Marten de Roon, da dieci anni a Bergamo e ormai autentico simbolo della squadra nerazzurra, ha ripercorso in un’intensa intervista concessa a Cronache di Spogliatoio il suo percorso umano e sportivo all’Atalanta. Tra aneddoti personali, momenti indimenticabili e retroscena sul rapporto con la città e la società, il centrocampista olandese ha svelato cosa significhi realmente essere un leader silenzioso e amatissimo dai tifosi bergamaschi. Ecco quanto evidenziato da TuttoAtalanta.com
Partiamo dalla finale di Europa League: che significato ha avuto per te non giocarla?
«È stato uno dei momenti più difficili della mia vita. Ho lavorato per anni, sacrificando tutto, per arrivare a quella partita. L’Europa League rappresentava la vetta della mia carriera, un obiettivo che avevo conquistato con fatica e dedizione. Non giocarla è stato devastante, ho pianto tanto insieme a mia moglie. Mi sono sentito privato di qualcosa che meritavo davvero, non per sminuire i compagni, ma perché quella partita la sentivo mia. Ho affrontato Liverpool e Marsiglia adattandomi a ruoli diversi, anche in difesa, pur di aiutare la squadra: era il mio sogno e quella finale sarebbe stata la ciliegina sulla torta. Abbiamo vinto, è vero, ma mi resta sempre una ferita aperta per non essere stato in campo».
In quei giorni hai ricevuto tanto sostegno. C'è un messaggio in particolare che ti ha commosso?
«Sì, ce n'è stato uno che mi ha toccato profondamente. Un tifoso bergamasco mi ha scritto che grazie a me aveva riportato i suoi figli allo stadio dopo molto tempo. Mi disse che ero diventato un esempio per loro, perché incarnavo i valori di sacrificio e passione per l’Atalanta. Queste parole mi hanno fatto capire quanto fosse speciale il legame creato con la città e i tifosi».

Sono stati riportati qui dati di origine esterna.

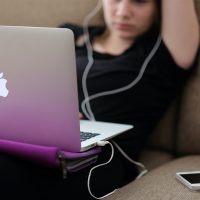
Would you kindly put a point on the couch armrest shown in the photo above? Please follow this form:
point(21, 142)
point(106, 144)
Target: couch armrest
point(161, 184)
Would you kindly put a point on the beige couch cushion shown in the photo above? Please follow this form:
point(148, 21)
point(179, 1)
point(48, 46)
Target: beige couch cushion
point(161, 184)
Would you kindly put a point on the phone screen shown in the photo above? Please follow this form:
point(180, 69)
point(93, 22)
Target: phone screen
point(192, 178)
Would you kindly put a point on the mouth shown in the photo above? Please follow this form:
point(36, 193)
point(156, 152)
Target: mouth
point(122, 26)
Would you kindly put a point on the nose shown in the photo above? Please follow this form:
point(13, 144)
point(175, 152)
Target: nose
point(124, 9)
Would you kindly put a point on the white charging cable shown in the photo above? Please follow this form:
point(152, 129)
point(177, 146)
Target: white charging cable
point(101, 143)
point(141, 167)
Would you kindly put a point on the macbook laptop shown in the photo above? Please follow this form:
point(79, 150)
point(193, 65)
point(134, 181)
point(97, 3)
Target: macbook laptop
point(38, 90)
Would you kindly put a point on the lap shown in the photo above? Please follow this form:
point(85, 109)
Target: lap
point(18, 175)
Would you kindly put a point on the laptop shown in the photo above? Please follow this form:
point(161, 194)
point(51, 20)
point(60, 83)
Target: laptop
point(38, 91)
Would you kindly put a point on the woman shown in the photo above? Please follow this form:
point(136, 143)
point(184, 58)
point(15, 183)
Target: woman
point(132, 29)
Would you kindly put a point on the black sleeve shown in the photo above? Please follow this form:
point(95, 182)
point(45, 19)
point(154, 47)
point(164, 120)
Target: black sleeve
point(77, 30)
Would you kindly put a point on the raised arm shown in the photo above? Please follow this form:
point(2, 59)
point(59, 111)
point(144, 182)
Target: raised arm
point(180, 30)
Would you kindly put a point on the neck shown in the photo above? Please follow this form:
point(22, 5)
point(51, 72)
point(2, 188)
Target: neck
point(111, 43)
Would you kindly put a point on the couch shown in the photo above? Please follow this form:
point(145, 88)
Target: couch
point(174, 145)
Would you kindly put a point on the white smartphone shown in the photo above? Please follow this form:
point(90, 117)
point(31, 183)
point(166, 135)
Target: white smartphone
point(191, 179)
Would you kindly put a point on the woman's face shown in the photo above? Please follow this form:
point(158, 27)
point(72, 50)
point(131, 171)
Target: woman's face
point(129, 18)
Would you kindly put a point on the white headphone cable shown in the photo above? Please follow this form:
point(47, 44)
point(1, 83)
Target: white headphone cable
point(88, 112)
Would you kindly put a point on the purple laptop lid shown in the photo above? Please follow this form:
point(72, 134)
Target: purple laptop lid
point(41, 106)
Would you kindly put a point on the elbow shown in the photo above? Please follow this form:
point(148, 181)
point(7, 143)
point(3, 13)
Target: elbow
point(186, 55)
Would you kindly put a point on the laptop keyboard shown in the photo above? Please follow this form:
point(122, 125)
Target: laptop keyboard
point(87, 135)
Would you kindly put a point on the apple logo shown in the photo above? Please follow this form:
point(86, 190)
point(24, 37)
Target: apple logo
point(3, 90)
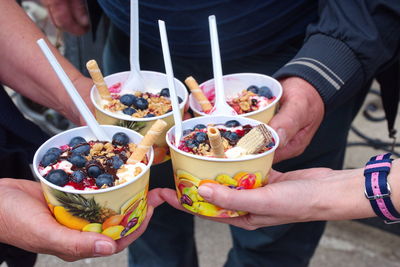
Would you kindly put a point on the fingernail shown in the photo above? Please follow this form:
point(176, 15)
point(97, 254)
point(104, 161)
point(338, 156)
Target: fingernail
point(103, 248)
point(282, 136)
point(205, 192)
point(83, 20)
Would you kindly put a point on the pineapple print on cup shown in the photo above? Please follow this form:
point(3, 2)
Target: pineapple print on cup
point(116, 211)
point(154, 81)
point(191, 171)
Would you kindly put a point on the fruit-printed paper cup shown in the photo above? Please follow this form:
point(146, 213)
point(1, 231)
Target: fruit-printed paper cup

A proposito di legami speciali, cosa significa per te lo spogliatoio?
«Lo spogliatoio è tutto, un luogo sacro in cui vivi emozioni fortissime e condividi momenti belli e brutti con i tuoi compagni. Non dimenticherò mai, ad esempio, quando ho seguito Josip Ilicic negli spogliatoi dopo un allenamento: lui era devastato, ha iniziato a piangere e mi ha abbracciato. È stato struggente, una scena che mi porterò dentro per sempre».
Ci sono anche momenti divertenti nello spogliatoio, vero?
«Assolutamente sì. Una scena indimenticabile riguarda Mario Pasalic e Charles De Ketelaere. Charles gli regalò una maglia della Dinamo Zagabria con il suo nome. Mario è di Spalato e non sopporta la Dinamo: vedere la sua reazione è stato esilarante. Questo rende speciale lo spogliatoio, quel mix di dramma, ironia e amicizia che pochi ambienti possono offrire».
Quali sono i tuoi migliori amici nel calcio?
«Qui a Bergamo ho avuto la fortuna di vivere tanti anni con un gruppo straordinario. Con Freuler, Djimsiti, Hateboer e Gosens ho creato un legame che va ben oltre il campo. Sono diventati amici veri, persone con cui condivido momenti importanti anche lontano dal calcio, e questo mi ha aiutato tantissimo a crescere come uomo e calciatore».
Parli spesso dei giovani. C'è qualcuno in particolare che cerchi di aiutare?
«Sì, ultimamente ho parlato molto con Palestra. È un ragazzo di talento con grandi potenzialità, e cerco di capire dove posso dargli un consiglio utile per aiutarlo a crescere. Allo stesso tempo, queste interazioni sono preziose anche per me, perché mi fanno capire cosa potrebbe aspettarmi in futuro, magari quando smetterò di giocare e inizierò un'altra carriera».
De Roon, leader silenzioso e simbolo della Dea, continua a essere il riferimento nello spogliatoio e nella vita quotidiana di Bergamo. Dopo dieci anni, l’amore reciproco con la città resta forte come il primo giorno, nonostante le lacrime e le gioie vissute insieme.